In a research project conducted by Hanifin Loyalty in 2009, we found that across 22 rewards programs in the Airline, Hotel, and Retail sectors, only 1.56% of total email sent was a survey. Considering that a stated objective of most loyalty programs is to create a dialogue to better understand customer preference, that figure seems low.
Tropicana sent me a survey this week in connection with its Juicy Rewards program. It was brief and focused on determining which rewards were most appealing to members.
Loyalty Truth reviewed Juicy Rewards in this post and we noted that the value proposition was strong given the value delivered for money spent. Looking under the “orange peel”, the value is made possible as most rewards are discounts on partner purchases, rather than hard dollars or merchandise.
My Loyalty Asterisk™ – sense tells me that Juicy Rewards members might have engaged by entering lots of codes, but redemption is either low or members have complained about lack of choice.
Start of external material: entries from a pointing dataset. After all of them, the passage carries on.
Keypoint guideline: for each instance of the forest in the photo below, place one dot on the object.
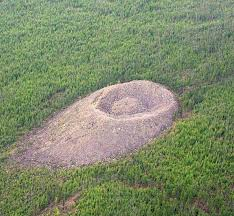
(53, 52)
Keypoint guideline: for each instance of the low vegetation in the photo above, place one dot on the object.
(55, 51)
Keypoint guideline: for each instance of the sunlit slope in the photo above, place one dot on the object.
(52, 52)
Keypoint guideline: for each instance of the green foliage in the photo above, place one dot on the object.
(53, 51)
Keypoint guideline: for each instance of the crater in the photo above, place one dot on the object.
(109, 123)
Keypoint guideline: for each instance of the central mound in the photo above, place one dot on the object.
(108, 123)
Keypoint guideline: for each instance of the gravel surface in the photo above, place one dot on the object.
(104, 125)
Whatever the reason, Tropicana was smart to inquire if I was interested in using my points for a sweepstakes, donating to a charity, or for longer term saving to cash in for a more substantial reward.
They probed for my tolerance in accumulating points over time, asking what types of rewards I preferred over a 1,3, or 6 month period of time. Lastly they asked about specific charities and reward types I wanted to see in the program and even allowed space to write in my own preferred charity and reward item. I doubt that free entries to a sold out Ironman event got many votes, but I made my voice known.
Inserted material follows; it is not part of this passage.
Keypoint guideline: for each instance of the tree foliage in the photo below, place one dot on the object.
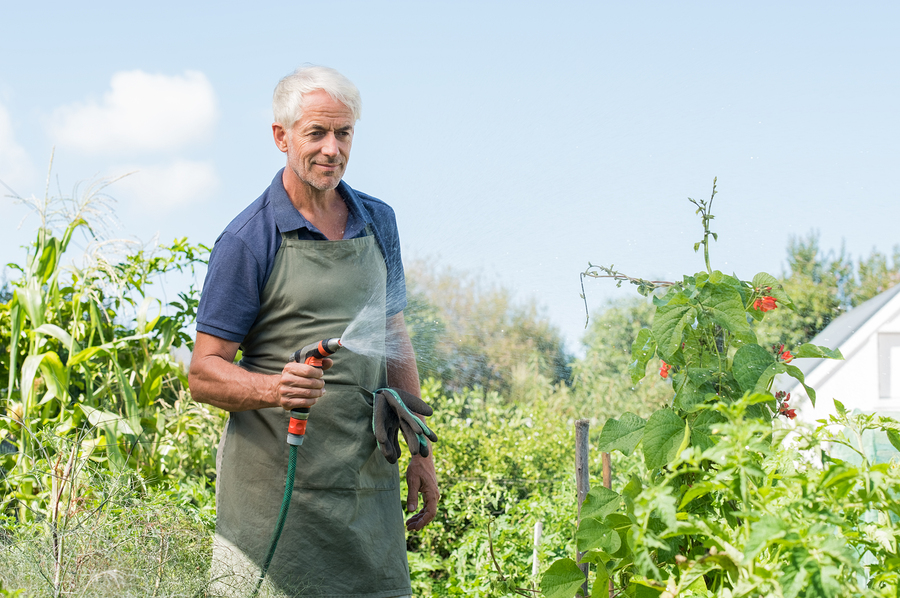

Where the survey missed the mark was in not asking who they were talking with.
Let me explain: My wife does most of the shopping and probably didn’t even notice the on-carton information about Juicy Rewards. If she had, she would not have taken time to enroll as she would not be the type to enter codes online.
Only this Loyalty nerd would squint long enough to read the small-print codes on the carton and then take time to enter them online just to see what happens next. A consequence of this typical household scenario is that my wife changed juice brands without notice a few weeks ago. Probably there was a coupon or special on another brand and she went with the savings.
Suddenly our consumption of Tropicana came to a screeching halt and our participation in Juicy Rewards probably reflected the shift in behavior. If someone was looking at the data behind the scenes at Tropicana, they would notice this drop-off and could have sent me an email nicely reminding me that they are still on the shelves of my local grocer.
Just as important, they should have started the survey by asking if I was the one who did the grocery shopping in my house and, if not, request the contact info for the family member who did. Not everyone would volunteer this additional data, but its worth a try.
Congratulations to Tropicana for sending me a focused survey and allowing me to express my opinions to improve the program in my eyes. Knowing who you are talking to is absolutely fundamental to creating powerful insights from data and Tropicana missed the mark here.
To improve most loyalty programs today, we don’t have to come up with the next brilliant idea, we only need to execute fundamentals with greater discipline and attention to detail.
That’s how you can squeeze more juice out of any database.